Disney has successfully reached its objective of 7,000 layoffs, concluding the third phase of job cuts well before the summer, with notifications issued to the remaining affected employees. The impact of these layoffs was predominantly felt in the media divisions, with the parks being spared. Under the leadership of CEO Bob Chapek, Disney intends to continue streamlining its workforce globally, signaling a sustained effort initiated during the tenure of former CEO Bob Iger. This strategic move is part of Disney’s broader cost-cutting strategy, with the goal of realizing approximately $5.5 billion in savings. As of October 1, 2022, the layoffs account for 3.2% of Disney’s total worldwide headcount, which stands at around 220,000.
The timing of these job cuts coincides with the ongoing strike by the Writers Guild of America, Disney’s removal of content from streaming platforms, and the company’s recent restructuring into three core business segments: Disney Entertainment, ESPN, and Disney Parks, Experiences, and Products.
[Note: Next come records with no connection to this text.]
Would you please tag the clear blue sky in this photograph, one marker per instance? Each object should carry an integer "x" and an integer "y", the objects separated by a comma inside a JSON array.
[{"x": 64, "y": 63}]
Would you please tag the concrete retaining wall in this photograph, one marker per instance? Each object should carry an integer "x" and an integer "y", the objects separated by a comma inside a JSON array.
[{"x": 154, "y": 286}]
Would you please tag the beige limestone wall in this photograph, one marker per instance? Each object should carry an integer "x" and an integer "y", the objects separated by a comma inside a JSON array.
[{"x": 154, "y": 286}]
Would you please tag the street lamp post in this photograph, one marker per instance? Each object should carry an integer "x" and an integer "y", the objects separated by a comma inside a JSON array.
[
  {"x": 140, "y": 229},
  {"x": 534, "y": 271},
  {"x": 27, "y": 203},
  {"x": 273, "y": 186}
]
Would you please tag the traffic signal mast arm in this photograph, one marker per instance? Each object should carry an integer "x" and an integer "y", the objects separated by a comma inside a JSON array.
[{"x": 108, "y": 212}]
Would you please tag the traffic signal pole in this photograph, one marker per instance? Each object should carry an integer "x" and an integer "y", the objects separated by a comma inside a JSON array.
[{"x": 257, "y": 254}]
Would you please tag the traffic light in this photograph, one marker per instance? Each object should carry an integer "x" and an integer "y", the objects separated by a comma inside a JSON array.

As part of its broader financial strategy, Disney aims to achieve an annualized reduction of $3 billion in non-sports content costs, a target to be realized over the upcoming years.
The comprehensive restructuring and cost-cutting measures underscore Disney’s commitment to adapt to the evolving landscape of the entertainment industry. These strategic moves are not only aimed at achieving significant financial savings but also at positioning Disney to navigate the challenges and opportunities presented by the rapidly changing dynamics of media consumption. As the company continues to evolve its business model, further adjustments and realignments may be anticipated to ensure Disney’s resilience and competitiveness in the market.